1 The functional circuits between temporal lobe structures and t

1 The functional circuits between temporal lobe structures and the hypothalamus may be responsible for the reduced fertility of women with temporal lobe epilepsies.19 Ongoing epileptic activity from the temporal lobe has an influence on the hypothalamic-hypophyseal axis through the tight connections between the limbic system and hypothalamic nuclei that are responsible for the regulation, production, and secretion of gonadotropin releasing hormone (GnRH). Ictal activity in the mesial temporal lobe leads to either a PCO by the increase in GnRH, with a consecutive rise in PD-0332991 cell line luteinizing hormone

(LH) and fall in follicle-stimulating hormone (FSH), or conversely Inhibitors,research,lifescience,medical induces a fall in GnRH with a fall in LH and rise

in FSH, thus leading to hypogonadotropic hypogonadism. Both developments cause a decrease in progesterone:20 PCO has Inhibitors,research,lifescience,medical been associated with left-sided, hypog-onadotropic hypogonadism with right-sided TIJR.16,21 Successful resective TLE surgery led to a restoration of reproductive Inhibitors,research,lifescience,medical functions,22 which strongly suggests the involvement of TLE. Possible impact of antiepileptic drugs on fertility It is methodically difficult to assess the potential impact of AEDs on fertility. Although chronic AED treatment has been claimed to cause a variety of long-term side effects, unequivocal data on the impact, on fertility Inhibitors,research,lifescience,medical in female patients are rare. In particular, AEDs that cause enzyme induction (see below) are potential candidates for a clinically relevant influence on sexual hormone levels that might contribute to fertility problems.
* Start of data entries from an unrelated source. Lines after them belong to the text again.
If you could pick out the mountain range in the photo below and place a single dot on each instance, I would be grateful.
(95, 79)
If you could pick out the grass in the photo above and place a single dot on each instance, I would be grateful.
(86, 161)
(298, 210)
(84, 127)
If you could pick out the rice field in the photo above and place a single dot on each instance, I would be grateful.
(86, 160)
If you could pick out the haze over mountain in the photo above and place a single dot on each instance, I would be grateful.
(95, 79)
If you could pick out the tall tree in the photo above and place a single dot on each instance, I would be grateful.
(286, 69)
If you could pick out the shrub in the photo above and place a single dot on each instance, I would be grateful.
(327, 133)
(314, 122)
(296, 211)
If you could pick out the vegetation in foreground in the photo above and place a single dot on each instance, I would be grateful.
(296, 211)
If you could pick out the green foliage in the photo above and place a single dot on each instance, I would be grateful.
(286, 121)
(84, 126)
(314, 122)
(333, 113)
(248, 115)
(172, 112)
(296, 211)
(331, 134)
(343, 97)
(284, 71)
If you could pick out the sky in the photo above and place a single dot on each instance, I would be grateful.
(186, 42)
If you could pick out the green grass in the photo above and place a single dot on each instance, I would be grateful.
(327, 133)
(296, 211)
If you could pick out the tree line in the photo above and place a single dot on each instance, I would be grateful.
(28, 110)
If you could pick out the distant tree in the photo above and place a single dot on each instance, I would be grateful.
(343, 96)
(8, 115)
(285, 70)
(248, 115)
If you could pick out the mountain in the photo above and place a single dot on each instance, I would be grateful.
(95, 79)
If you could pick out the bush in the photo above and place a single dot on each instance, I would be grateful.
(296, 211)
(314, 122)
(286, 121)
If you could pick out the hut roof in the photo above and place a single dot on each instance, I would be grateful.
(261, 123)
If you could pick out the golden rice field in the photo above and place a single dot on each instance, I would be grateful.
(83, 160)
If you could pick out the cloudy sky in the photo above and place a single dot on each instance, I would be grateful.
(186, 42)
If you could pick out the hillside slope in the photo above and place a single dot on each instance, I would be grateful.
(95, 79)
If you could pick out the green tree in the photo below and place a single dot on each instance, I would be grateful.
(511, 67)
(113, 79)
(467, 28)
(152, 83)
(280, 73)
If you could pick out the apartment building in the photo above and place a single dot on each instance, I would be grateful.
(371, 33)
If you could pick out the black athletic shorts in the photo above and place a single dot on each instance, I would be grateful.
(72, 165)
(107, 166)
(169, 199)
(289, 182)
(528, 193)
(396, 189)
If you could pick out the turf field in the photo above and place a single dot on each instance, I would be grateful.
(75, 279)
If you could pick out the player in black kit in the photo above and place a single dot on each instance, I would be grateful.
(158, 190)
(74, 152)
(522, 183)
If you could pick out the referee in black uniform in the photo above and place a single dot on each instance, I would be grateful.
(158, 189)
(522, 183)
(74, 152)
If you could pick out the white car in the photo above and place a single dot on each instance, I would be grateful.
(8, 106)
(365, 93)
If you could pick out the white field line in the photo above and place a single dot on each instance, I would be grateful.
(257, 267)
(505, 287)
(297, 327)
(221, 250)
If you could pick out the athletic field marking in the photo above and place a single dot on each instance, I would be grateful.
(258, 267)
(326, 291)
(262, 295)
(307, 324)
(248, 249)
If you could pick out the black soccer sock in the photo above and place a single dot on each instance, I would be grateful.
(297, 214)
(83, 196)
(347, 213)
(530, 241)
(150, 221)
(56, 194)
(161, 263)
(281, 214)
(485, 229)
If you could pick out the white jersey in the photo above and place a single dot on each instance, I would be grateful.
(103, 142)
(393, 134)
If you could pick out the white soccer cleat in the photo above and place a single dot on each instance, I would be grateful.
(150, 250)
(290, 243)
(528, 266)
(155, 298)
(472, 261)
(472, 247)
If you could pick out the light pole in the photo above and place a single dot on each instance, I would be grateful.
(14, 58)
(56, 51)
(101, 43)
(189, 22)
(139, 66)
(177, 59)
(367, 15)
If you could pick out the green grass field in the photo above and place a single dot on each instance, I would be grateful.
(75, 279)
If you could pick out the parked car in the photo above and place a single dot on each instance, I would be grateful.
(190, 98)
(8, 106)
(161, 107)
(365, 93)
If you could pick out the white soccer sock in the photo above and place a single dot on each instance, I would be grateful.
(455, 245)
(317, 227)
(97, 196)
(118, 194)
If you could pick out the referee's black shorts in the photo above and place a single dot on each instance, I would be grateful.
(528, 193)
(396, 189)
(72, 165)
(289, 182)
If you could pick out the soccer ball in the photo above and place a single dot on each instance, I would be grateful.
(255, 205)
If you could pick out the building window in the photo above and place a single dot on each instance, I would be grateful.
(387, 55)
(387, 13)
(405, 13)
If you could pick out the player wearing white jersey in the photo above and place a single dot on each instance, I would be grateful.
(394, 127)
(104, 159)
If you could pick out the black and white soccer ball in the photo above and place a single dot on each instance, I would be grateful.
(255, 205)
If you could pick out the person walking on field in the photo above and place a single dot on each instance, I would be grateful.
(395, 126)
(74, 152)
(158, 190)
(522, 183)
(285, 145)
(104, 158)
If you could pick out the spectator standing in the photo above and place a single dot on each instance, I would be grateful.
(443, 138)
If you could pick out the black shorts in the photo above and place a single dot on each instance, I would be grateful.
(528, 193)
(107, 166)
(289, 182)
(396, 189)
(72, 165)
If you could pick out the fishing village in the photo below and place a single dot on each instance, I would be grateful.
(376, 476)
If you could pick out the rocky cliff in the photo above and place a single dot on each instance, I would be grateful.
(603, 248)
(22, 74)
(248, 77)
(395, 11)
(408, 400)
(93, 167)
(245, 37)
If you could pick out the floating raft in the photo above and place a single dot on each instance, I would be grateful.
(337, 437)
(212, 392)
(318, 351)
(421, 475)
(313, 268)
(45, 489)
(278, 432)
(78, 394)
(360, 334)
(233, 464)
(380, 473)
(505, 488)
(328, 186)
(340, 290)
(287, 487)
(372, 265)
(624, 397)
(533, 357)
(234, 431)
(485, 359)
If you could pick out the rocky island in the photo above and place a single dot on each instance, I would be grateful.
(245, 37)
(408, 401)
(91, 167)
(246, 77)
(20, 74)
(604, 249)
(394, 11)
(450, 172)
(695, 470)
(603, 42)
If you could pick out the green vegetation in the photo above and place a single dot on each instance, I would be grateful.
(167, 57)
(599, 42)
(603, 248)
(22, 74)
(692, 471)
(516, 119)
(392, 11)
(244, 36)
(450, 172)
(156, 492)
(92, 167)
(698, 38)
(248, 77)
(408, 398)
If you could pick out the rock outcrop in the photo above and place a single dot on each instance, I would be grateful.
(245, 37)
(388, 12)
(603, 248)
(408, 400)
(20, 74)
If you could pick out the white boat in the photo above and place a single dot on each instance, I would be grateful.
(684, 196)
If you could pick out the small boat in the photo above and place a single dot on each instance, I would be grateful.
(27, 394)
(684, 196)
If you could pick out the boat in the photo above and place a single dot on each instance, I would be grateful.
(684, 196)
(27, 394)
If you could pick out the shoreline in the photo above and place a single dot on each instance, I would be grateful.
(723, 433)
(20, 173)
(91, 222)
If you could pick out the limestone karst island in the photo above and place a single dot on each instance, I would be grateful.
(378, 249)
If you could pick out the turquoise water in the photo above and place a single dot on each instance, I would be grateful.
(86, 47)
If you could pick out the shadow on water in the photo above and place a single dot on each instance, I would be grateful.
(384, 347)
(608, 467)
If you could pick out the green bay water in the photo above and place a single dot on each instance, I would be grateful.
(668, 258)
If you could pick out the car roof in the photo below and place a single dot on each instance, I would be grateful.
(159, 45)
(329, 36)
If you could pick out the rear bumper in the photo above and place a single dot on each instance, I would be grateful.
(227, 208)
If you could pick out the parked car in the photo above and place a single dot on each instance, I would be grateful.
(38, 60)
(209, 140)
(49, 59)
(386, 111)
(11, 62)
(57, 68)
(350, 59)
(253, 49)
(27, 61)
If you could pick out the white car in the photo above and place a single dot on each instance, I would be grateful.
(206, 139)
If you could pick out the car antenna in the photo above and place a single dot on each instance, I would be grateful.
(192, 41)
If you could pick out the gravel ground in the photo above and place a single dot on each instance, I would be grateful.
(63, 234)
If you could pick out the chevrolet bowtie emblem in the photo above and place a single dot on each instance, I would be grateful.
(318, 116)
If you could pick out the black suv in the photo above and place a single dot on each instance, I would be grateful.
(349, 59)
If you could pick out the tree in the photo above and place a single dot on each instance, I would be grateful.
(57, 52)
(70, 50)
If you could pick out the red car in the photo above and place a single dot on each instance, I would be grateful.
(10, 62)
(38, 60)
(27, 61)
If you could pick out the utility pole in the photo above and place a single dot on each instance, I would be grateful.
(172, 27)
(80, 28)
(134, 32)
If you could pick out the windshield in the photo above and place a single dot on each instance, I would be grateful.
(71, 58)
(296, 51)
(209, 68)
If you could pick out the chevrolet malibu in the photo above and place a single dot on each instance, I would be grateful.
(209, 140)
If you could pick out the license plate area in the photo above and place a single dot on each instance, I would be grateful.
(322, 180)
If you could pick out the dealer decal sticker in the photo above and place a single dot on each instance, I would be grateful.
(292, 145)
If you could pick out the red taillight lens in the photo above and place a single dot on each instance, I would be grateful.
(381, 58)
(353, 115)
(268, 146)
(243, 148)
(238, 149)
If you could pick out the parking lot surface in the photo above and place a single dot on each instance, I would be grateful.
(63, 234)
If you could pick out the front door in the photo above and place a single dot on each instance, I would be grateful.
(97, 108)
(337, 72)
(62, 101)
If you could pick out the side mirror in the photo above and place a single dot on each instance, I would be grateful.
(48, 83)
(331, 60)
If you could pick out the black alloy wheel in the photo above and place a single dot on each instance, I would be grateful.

Nevertheless, a closer look at the literature does not reveal consistent, findings2: 33% of patients treated with carbamazepine (CBZ) suffered from reduced sexual, interest.23 VPA increased the risk of anovulatory cycles in another study.1 In women receiving AED polytherapy anovulatory cycles were increased,

but. not significantly more often than in patients on monotherapy.18 Inhibitors,research,lifescience,medical Bauer claims that abnormal menstrual Sitaxentan cycles arc more probably caused by the AED treatment than by the disease itself.24 In 1975, Schmitz and coworkers25 reported increased FSH and LH levels with phenytoin (PHT) treatment, whereas others did not confirm this finding, either with PHT or CBZ.26 In healthy volunteers, CBZ or PHT dosing for 1 week caused rises in prolactin scrum levels.27 Rlevatcd prolactin levels were also found in women on long-term AED therapy.28 Others described that CBZ had no impact on prolactin and FSH, but lowered LH levels.29 Finally, another report did not confirm any differences concerning basal gonadotropin and prolactin between patients receiving CBZ, VPA, phenobarbitol (PB), and healthy controls.